Tomatoes can be made into sauces for pasta, slices for sandwiches, cubes for salads, or tossed into stews. You can even simply sprinkle salt and drizzle olive oil on a slice for a tasty snack.
[Related: The Easiest Homemade Tomato Sauce Ever]
Why should you eat mushrooms?
Mushrooms are the main sources of vitamin D in the produce aisle. “It’s mainly found in dairy products,” Ehsani says, and fish. So if you can’t eat dairy or don’t like fish, then mushrooms are vital.
Vitamin D is important for many things, like calcium absorption, proper immune function, and general bone, heart, and muscle health. You get vitamin D naturally from the sun, but in the winter months or in colder, cloudier climates, you’ll need to consume more of it.

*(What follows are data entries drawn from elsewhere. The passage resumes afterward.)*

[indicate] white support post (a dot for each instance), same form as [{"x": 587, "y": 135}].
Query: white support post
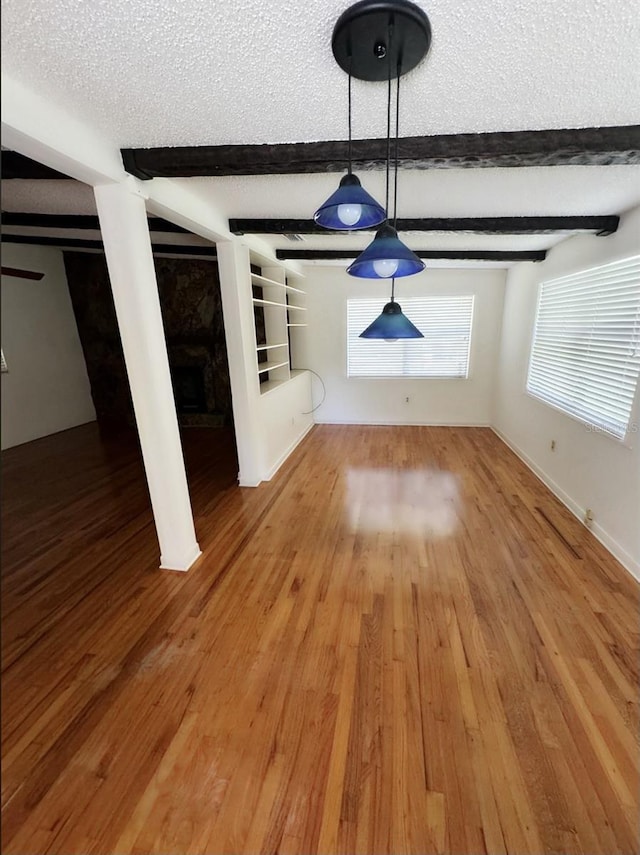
[
  {"x": 237, "y": 305},
  {"x": 127, "y": 245}
]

How can you add mushrooms to your diet?
Mushrooms have an almost meaty flavor, so they make a good substitute for foods like ground beef or turkey. Like many other veggies on this list, you can roast or sauté them too.
Vegetables are good for you, so they need a place in your diet. If you find that you aren’t having enough or if you gag at the sight of anything green, Ehsani has some sound advice.
“Try them in a variety of different ways,” she says. “Maybe you try it roasted one day, maybe you try it grilled … You don’t have to be eating them raw in a salad because that’s boring, or you don’t have to just steam your veggies.”
Do you love having eggs for breakfast? Great! Try throwing a little spinach in there. It’s all about finding creative ways to incorporate more veggies into your daily routine.
“You don’t have to cut anything out of your diet,” Ehsani says. “We just want you to try to add a little bit more veggies.”